A frontier model tuned for the lab bench
OpenAI pushed a significant update to GPT-Rosalind, its model purpose-built for life-sciences research at enterprise scale. The pitch is that it now combines GPT-5.5's agentic coding and tool use with deeper domain intelligence across drug discovery - medicinal chemistry, genomics, quantitative biology, and wet-lab troubleshooting.
The benchmarks - and the token-efficiency angle
OpenAI built a set of expert-judged evaluations and reports gains that come with better efficiency, which matters as labs watch their compute bills:
- On MedChemBench (structure-activity reasoning, ADME prediction, retrosynthesis and more), it edged GPT-5.5 while using about 7% fewer tokens.
- On GeneBench, a long-horizon agentic genomics evaluation, it improved accuracy while using 31% fewer tokens.

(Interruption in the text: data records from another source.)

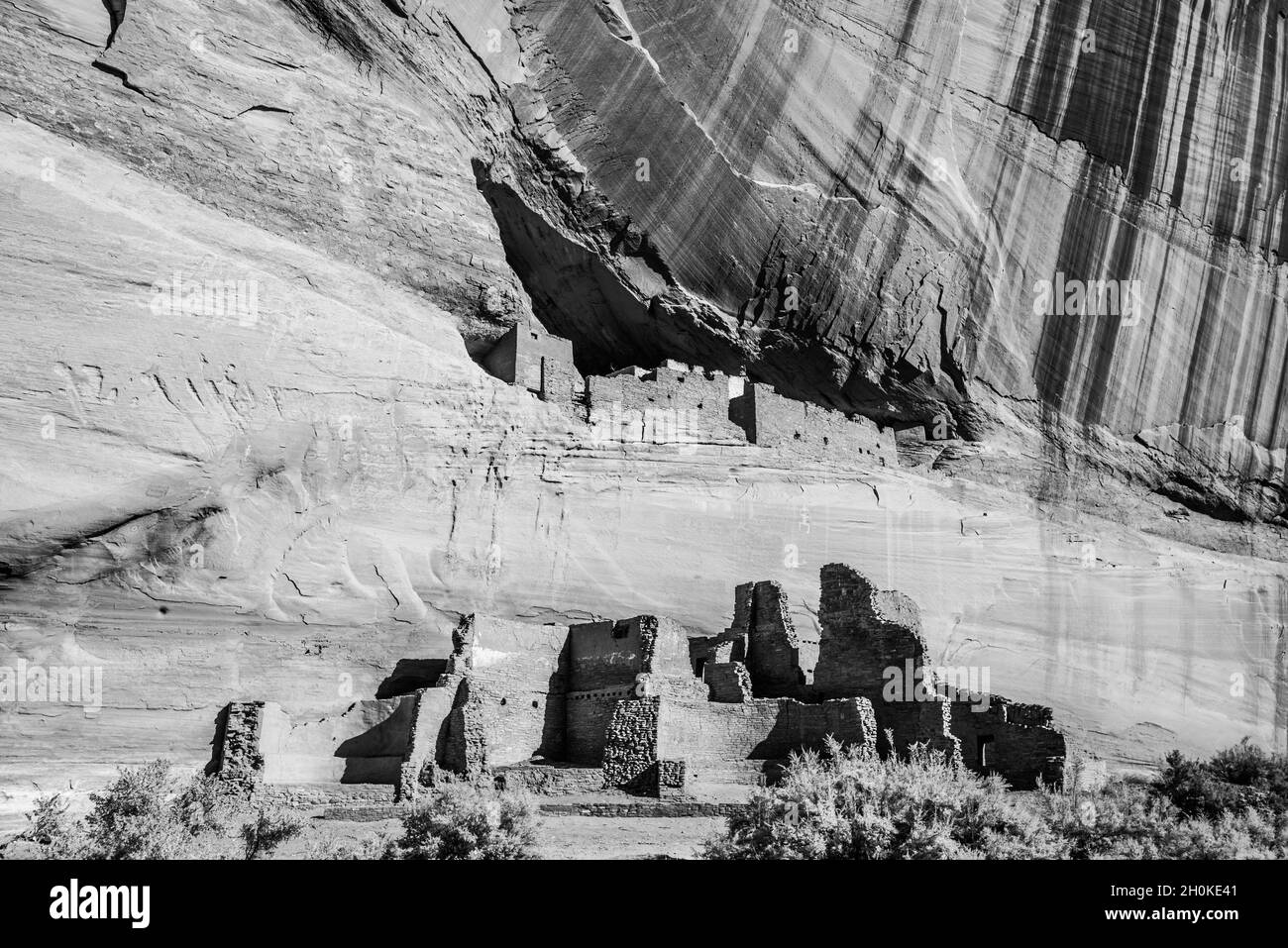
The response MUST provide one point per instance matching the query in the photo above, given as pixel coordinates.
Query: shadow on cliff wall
(574, 292)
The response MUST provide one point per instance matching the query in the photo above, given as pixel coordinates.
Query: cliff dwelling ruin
(678, 403)
(645, 707)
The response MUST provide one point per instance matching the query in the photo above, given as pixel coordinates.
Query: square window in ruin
(984, 741)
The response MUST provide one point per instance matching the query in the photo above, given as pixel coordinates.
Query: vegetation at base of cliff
(465, 820)
(147, 814)
(849, 804)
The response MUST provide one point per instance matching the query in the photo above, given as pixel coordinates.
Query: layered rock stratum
(855, 201)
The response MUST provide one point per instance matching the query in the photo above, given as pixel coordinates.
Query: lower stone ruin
(640, 706)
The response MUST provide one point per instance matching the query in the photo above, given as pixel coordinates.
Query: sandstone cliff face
(282, 496)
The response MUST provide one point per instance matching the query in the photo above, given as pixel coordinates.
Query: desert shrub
(373, 846)
(464, 820)
(849, 804)
(267, 830)
(846, 802)
(134, 817)
(52, 828)
(1234, 781)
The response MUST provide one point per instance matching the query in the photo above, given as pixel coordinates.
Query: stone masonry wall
(1014, 741)
(866, 631)
(664, 406)
(518, 677)
(781, 660)
(610, 655)
(760, 729)
(729, 683)
(531, 357)
(240, 759)
(588, 716)
(631, 741)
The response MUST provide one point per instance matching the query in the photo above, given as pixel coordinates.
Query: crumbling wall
(239, 758)
(428, 738)
(540, 363)
(807, 430)
(518, 682)
(781, 660)
(864, 633)
(664, 406)
(631, 738)
(589, 715)
(610, 655)
(364, 743)
(728, 683)
(765, 729)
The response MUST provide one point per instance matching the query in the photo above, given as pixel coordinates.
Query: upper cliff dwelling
(548, 395)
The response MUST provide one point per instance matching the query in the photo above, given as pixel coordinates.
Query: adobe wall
(781, 660)
(610, 655)
(589, 715)
(664, 406)
(542, 364)
(728, 683)
(428, 738)
(516, 685)
(809, 430)
(365, 743)
(237, 734)
(631, 741)
(703, 733)
(1020, 743)
(864, 631)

- On LabWorkBench, built on proprietary and therefore uncontaminated wet-lab protocols, it posted a clear jump over GPT-5.5 on real troubleshooting and optimization tasks.
- A broader benchmark, LifeSciBench, scores end-to-end work across six workflow areas rather than testing a single skill in isolation.

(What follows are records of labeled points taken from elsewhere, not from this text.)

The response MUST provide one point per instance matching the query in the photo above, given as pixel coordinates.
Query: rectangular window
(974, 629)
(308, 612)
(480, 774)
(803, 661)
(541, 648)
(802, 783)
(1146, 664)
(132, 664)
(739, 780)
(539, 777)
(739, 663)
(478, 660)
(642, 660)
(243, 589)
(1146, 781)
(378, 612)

From reasoning to executed workflows
The more practical story is execution. Two new plugins - Life Sciences Research and Life Sciences NGS Analysis - pull evidence retrieval, biological interpretation, and bioinformatics execution into one workspace while preserving provenance. Both are available to all users through Codex, with qualified enterprise users able to power them with GPT-Rosalind itself. OpenAI also added interactive viewers for native biological file types - sequence, alignment, and structure - so a scientist can inspect the evidence in-context as the model reasons across a workflow; the demo walks through a tumor-biopsy analysis that narrows to a specific mutation and pulls in resistance context.

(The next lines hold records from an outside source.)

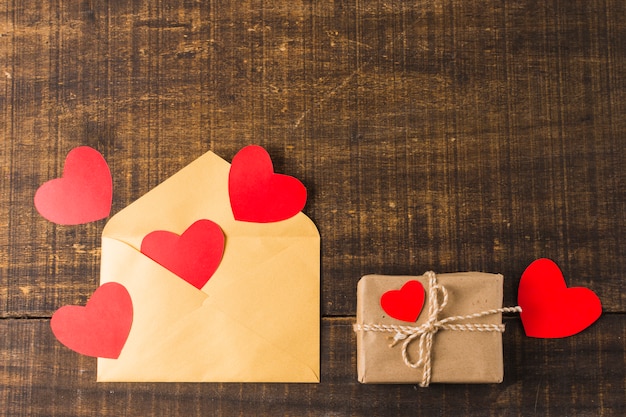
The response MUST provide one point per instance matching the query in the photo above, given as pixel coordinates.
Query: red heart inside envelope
(259, 195)
(100, 328)
(406, 303)
(549, 308)
(194, 256)
(82, 195)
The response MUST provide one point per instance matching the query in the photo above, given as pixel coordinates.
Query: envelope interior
(256, 319)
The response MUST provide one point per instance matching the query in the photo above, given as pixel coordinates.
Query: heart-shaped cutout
(549, 308)
(406, 303)
(194, 256)
(101, 327)
(257, 194)
(83, 194)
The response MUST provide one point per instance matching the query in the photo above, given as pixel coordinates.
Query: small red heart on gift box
(406, 303)
(100, 328)
(194, 256)
(549, 308)
(82, 195)
(259, 195)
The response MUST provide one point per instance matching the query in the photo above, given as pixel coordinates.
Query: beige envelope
(256, 319)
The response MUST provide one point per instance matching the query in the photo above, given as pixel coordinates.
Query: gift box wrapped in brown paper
(460, 351)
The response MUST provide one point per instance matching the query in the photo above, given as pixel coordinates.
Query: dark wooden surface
(449, 135)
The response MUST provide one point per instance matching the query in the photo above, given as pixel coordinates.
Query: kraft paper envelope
(255, 320)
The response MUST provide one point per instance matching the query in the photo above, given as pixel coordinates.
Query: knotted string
(427, 331)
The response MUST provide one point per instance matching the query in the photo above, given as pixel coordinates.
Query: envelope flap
(198, 191)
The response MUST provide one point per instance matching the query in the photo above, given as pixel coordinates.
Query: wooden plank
(582, 375)
(433, 135)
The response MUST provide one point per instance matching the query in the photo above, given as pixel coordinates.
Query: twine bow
(427, 331)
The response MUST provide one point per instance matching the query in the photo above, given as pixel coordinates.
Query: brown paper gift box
(456, 356)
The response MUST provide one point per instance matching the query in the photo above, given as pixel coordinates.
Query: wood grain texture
(573, 377)
(439, 134)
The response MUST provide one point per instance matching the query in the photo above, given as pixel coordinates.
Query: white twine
(427, 331)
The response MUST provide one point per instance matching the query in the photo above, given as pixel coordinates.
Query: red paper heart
(406, 303)
(194, 256)
(549, 308)
(259, 195)
(101, 327)
(82, 195)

Access, partners, and the safety framing
Access is expanding to eligible organizations globally through a trusted-access deployment model reserved for groups doing legitimate research with clear public benefit, strong governance, and enterprise-grade security. Novo Nordisk is an early named partner, using the model to connect evidence across literature, genomics, and experimental results to speed drug-discovery decisions. OpenAI is also offering a managed workspace for qualified organizations that lack an Enterprise account. The company frames the whole effort as advancing biological capability alongside safeguards - explicitly tying it to its parallel Rosalind Biodefense work.